PDF群の中から回答に必要な箇所を特定する「検索エンジン」の費用です。

  • 検索リクエスト: 月間10,000回まで無料。今回の5,000回は無料枠内
  • 高度な生成回答(AIモード): 1,000回ごとに$4.00かかります。
  • 計算式: 5,000回 × ($4.00 / 1,000) = $20.00(約3,000円)

② Gemini 2.5 Flash(文章を作る)

検索された情報を読み取り、回答文を作成する費用です。
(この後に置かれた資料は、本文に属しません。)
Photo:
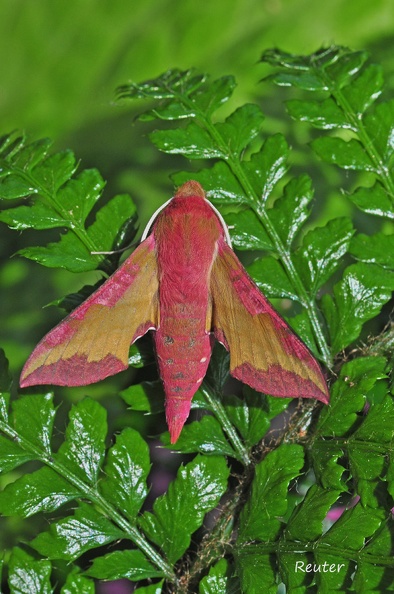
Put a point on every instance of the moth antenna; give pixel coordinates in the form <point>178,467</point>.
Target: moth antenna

「100万トークン(1M)」単位の従量課金です。

入力(資料の読み込み):
  • 5,000回 × 1,500トークン = 7.5Mトークン
  • 7.5M × $0.30(単価)= $2.25(約338円)
出力(回答の作成):
  • 5,000回 × 500トークン = 2.5Mトークン
  • 2.5M × $2.50(単価)= $6.25(約938円)

【もっと高性能なモデルの場合は?】
より複雑な資料の読み解きや専門性の高い回答が可能な「Gemini 2.5 Pro」モデルを利用した場合、Flashと比較すると「文章を作るコスト」は約4倍になります。

 

4. 【結論】月額コスト合計と運用のポイント

50名規模で「1人1日5回」という、かなりアクティブな利用を想定した最終的な予算目安です。

項目 ドル換算 (USD) 日本円換算 (JPY)
固定費(インフラ・ストレージ) $0.62 約 93円
変動費(AI・検索利用料) $28.50 約 4,276円
合計 $29.12 約 4,369円

運用のポイント

  • コストの変動要因: 最も影響するのは「保管量」ではなく「AIを利用する回数」です。
  • 追加機能の拡張: 大量の表データを解析する「BigQuery連携」や、複雑なレイアウトの資料を読み込む「Document AI」などのオプションを追加する場合、月額プラス数千円程度の予算を見込んでおく必要があります。

 

最後に

最後まで読んでいただきありがとうございました!
「AIは高い」というイメージがありますが、Google Cloudを賢く使えば、50人規模でも月々数千円で専用のAIアシスタントを持つことができます。